Centrality Measures applied to Italy’s Corporate Network

This post is the first in a series of blog posts aimed at a broad academic audience, giving an example of the work done in the CORPNET group. These posts are not meant as full self-contained scientific articles, but merely serve to illustrate the type of research done in our group.
The following post is about the board interlock network of Italy, and what network modelling can tell us about the connectedness of the Italian economy, specifically paying attention to the difference between the north, center and south of the country. Techniques from the field of network analysis are used, including component analysis and centrality measures. This blog post was written by master student Roberto Lucchese as part of an explorative analysis of the corporate network of Italy. 

Centrality Measures applied to Italy’s Corporate Network
Roberto Lucchese

Here we study the corporate network of Italy in an attempt to acquire more knowledge and understanding of its topological, structural and complex properties.

Why a network approach?
Network science is an increasingly important field into the study of so-called complex systems. Everything, potentially, could be translated into a network model. Railway routes and stations, financial transfers and electric power distribution are just a few examples. Using a network approach we are able to transpose very complex systems and problems into understandable and easy to analyze models of objects (nodes) and relationships between these objects (called edges).

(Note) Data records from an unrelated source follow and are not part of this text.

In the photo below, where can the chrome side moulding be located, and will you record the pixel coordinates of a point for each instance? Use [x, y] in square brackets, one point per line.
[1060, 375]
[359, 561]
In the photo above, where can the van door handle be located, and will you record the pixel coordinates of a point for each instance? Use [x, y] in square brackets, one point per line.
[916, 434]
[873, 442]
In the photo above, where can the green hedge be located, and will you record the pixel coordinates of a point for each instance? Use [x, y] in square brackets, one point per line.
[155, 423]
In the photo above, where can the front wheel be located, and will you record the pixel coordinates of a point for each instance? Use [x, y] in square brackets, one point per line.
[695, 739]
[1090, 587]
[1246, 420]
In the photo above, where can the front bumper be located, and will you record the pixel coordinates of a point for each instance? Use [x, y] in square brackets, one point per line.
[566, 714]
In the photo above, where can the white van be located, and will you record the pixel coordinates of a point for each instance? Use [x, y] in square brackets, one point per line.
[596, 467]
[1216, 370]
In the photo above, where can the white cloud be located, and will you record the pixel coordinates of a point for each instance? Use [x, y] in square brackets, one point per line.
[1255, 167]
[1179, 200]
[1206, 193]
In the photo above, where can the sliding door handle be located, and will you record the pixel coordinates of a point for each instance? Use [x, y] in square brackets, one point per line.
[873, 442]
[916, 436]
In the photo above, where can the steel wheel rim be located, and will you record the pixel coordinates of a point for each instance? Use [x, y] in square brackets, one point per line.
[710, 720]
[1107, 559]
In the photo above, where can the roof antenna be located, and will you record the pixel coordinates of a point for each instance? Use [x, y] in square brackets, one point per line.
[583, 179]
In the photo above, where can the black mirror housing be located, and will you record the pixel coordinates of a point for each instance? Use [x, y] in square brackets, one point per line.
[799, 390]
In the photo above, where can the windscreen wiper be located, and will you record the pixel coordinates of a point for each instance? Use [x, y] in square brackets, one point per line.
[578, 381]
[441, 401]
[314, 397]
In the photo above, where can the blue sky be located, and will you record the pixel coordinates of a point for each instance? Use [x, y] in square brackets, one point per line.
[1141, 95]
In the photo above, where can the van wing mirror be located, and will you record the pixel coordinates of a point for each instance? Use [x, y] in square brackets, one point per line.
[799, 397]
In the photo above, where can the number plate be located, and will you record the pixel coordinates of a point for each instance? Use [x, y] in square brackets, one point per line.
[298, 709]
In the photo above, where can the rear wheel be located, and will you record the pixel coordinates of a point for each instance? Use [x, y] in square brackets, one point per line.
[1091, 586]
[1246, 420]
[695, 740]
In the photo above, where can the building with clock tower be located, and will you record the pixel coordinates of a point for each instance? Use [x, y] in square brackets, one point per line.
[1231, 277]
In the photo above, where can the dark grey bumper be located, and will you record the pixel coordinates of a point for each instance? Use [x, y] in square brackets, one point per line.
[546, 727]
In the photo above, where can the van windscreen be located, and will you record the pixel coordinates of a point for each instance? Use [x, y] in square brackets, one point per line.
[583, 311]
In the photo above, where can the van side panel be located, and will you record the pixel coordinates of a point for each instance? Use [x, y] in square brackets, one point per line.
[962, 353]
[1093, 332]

In this work, we model companies or firms as nodes, whereas edges represent a shared board member between these companies.

Figure 1 : Giant component of the Italian board interlock network

The Italian corporate board network
The image on top of this post and Figure 1 above show our corporate board network, specifically its giant component, being the connected component containing the largest fraction of nodes. Or, in other words, the largest subset of companies that are (indirectly) connected with each other. In Figure 1 the actual skeleton of the network is shown. Each node represents a company and (weighted) edges between them represent the directors they share. Two companies sharing four directors, for example, will be described by two nodes linked by an edge with weight four. We also assign a color to every node representing its geolocation inside the Italian territory, namely: in blue we represent companies located in northern regions, in red we represent companies located in central regions and in green companies in southern regions (including Sardinia and Sicily). In the image on top of this post, the skeleton of the network was projected into an interactive OpenStreetMap. Companies for which the city was unknown have been purposely located in the Tyrrhenian Sea, close to the west coast of Corsica.

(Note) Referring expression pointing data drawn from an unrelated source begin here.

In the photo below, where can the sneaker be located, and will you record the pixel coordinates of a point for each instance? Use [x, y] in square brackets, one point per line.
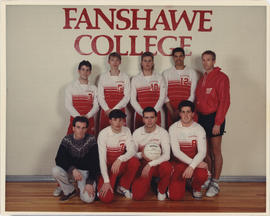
[206, 184]
[161, 196]
[69, 196]
[213, 190]
[124, 191]
[57, 191]
[197, 194]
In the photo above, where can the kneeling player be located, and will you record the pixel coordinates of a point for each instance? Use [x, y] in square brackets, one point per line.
[116, 151]
[153, 148]
[188, 144]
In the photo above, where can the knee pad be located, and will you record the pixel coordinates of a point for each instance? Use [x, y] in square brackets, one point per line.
[176, 190]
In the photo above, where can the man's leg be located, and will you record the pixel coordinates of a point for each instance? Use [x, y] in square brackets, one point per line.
[129, 172]
[61, 177]
[217, 165]
[141, 185]
[218, 159]
[177, 186]
[84, 196]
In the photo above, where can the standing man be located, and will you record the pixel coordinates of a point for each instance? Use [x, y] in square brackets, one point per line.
[81, 98]
[113, 90]
[77, 158]
[116, 150]
[181, 83]
[212, 104]
[147, 89]
[188, 144]
[152, 134]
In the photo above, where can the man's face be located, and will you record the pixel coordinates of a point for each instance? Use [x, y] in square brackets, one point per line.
[208, 62]
[186, 115]
[149, 119]
[84, 72]
[116, 124]
[178, 59]
[147, 63]
[79, 130]
[114, 62]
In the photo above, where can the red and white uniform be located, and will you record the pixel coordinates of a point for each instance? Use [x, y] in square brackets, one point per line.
[113, 146]
[160, 167]
[147, 91]
[189, 149]
[113, 93]
[180, 85]
[213, 94]
[81, 99]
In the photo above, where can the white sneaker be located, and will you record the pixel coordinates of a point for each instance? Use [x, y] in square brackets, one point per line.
[206, 184]
[57, 191]
[213, 189]
[124, 191]
[197, 194]
[161, 196]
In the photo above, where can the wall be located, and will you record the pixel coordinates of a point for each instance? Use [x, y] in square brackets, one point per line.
[42, 60]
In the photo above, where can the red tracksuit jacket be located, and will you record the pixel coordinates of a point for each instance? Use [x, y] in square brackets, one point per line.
[213, 94]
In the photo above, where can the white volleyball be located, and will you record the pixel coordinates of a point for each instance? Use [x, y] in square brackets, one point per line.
[152, 151]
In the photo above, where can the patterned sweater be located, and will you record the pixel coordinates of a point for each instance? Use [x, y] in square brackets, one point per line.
[81, 154]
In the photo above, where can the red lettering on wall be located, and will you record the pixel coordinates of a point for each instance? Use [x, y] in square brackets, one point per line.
[94, 45]
[118, 44]
[84, 15]
[124, 19]
[148, 44]
[203, 20]
[160, 45]
[110, 23]
[135, 19]
[77, 44]
[68, 18]
[163, 21]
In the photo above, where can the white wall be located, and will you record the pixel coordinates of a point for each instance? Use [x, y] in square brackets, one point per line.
[41, 61]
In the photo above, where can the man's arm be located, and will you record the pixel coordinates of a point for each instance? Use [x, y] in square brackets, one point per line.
[133, 98]
[165, 146]
[123, 103]
[68, 103]
[102, 151]
[95, 107]
[176, 149]
[101, 97]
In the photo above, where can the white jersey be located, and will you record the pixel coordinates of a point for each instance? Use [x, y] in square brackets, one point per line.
[188, 143]
[113, 146]
[113, 91]
[147, 91]
[180, 83]
[159, 136]
[81, 99]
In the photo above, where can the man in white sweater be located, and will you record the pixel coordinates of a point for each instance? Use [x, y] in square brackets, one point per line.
[116, 150]
[188, 143]
[81, 98]
[152, 134]
[113, 90]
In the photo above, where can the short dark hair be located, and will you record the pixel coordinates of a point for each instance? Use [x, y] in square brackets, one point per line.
[178, 49]
[209, 52]
[80, 119]
[86, 63]
[117, 113]
[145, 54]
[115, 54]
[186, 103]
[149, 109]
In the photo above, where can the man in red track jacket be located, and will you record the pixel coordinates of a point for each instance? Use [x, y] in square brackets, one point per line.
[212, 99]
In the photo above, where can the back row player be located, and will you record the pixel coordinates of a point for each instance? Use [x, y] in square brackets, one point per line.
[148, 88]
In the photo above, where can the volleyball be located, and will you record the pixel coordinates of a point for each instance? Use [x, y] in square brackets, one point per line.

In order to create this network, we extracted from a 2013 snapshot of the Orbis database all 37,569 Italian companies, registered as “large” or “very large” and as “active”. Also, only companies for which information was available about the senior directors (board of directors, executive board, supervisory board or senior management) were selected.

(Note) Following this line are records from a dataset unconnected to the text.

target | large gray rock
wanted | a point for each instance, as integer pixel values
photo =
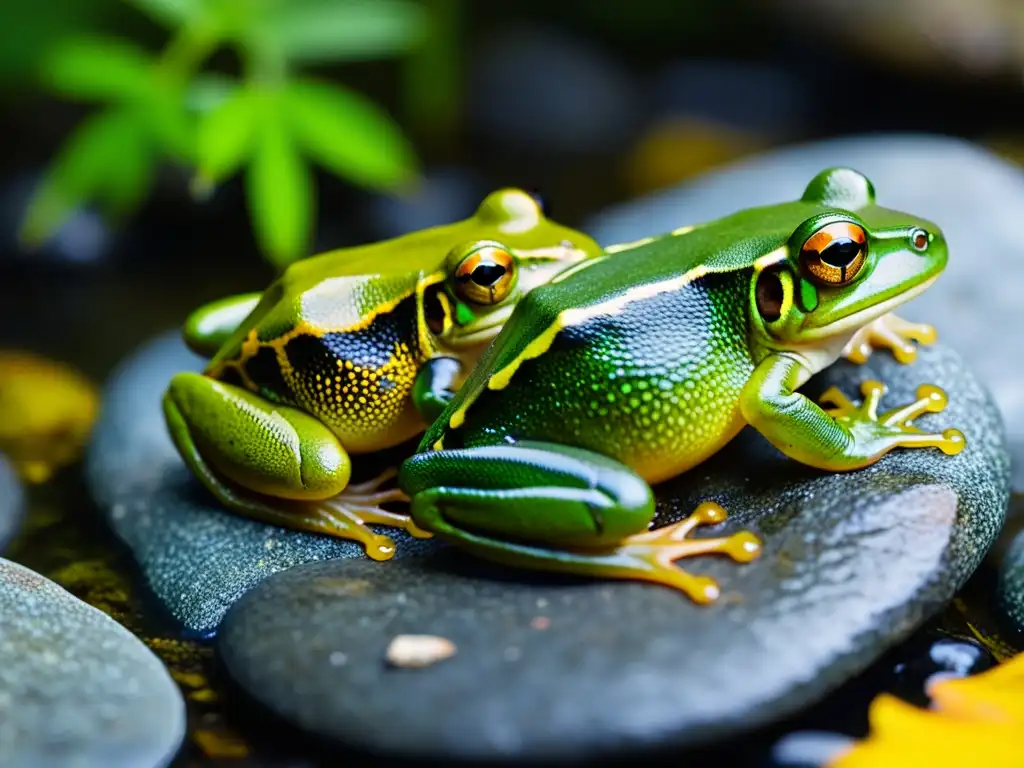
(78, 690)
(11, 503)
(974, 196)
(1010, 569)
(549, 668)
(197, 557)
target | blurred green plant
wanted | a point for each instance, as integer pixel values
(272, 123)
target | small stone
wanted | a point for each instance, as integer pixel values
(77, 688)
(937, 657)
(852, 563)
(11, 502)
(414, 651)
(197, 557)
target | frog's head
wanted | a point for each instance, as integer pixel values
(848, 262)
(520, 250)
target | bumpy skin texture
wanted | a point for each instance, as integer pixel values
(349, 352)
(356, 381)
(648, 389)
(655, 357)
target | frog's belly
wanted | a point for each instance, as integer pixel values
(655, 386)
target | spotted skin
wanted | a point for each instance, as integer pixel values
(356, 383)
(633, 369)
(656, 393)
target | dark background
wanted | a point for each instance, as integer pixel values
(593, 80)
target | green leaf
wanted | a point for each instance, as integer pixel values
(108, 158)
(94, 68)
(207, 91)
(348, 134)
(281, 194)
(346, 30)
(170, 12)
(172, 125)
(226, 136)
(129, 174)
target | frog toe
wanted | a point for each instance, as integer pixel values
(893, 333)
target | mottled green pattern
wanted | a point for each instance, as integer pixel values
(652, 385)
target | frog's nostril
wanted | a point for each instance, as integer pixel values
(920, 239)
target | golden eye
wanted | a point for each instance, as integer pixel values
(485, 276)
(835, 254)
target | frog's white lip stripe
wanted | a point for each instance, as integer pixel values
(861, 318)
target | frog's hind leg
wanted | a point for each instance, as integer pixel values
(552, 508)
(893, 333)
(275, 464)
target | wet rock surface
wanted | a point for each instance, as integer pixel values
(555, 668)
(196, 557)
(972, 194)
(11, 503)
(77, 688)
(1010, 586)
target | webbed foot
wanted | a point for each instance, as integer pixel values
(650, 556)
(880, 433)
(889, 332)
(349, 513)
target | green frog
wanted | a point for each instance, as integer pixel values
(350, 352)
(631, 369)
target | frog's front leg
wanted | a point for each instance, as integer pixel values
(209, 327)
(434, 386)
(275, 463)
(845, 438)
(550, 507)
(889, 332)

Dataset and giant component
Figure 2 presents the size of the dataset we study. We notice how the percentage of edges in the giant component is high with respect to the percentage of nodes. Indeed, almost the 50% of the interlocks belong to the giant component of the network while only the 12% of companies are included. From this, one can see how companies inside the giant component, that represent the largest connected sub-economy, are really strongly connected and the phenomenon of the so-called lobby of directors is clearly noticeable. For the definition of lobbies we refer to the work of Caldarelli and Vespignani’s [1] where a “subset of directors of a boards who co-serve on an outside board together with a director of the present board” is called a lobby.

Figure 2: Complete dataset and giant component.

It is also worth to notice from Figure 2 how going from the complete dataset to the giant component network, the share of the companies belonging to the South of the country decreases by almost 50%.

In Figure 3 the network containing only connected components is also presented. In this network, companies that do not share any directors have been filtered out. Here, one should notice how going from the complete dataset, containing about 37,000 companies, to the “connected components“ network, containing about 16,000 companies, the number of nodes decreases drastically as all unconnected firms are filtered out. A reduction of almost 57% of the companies.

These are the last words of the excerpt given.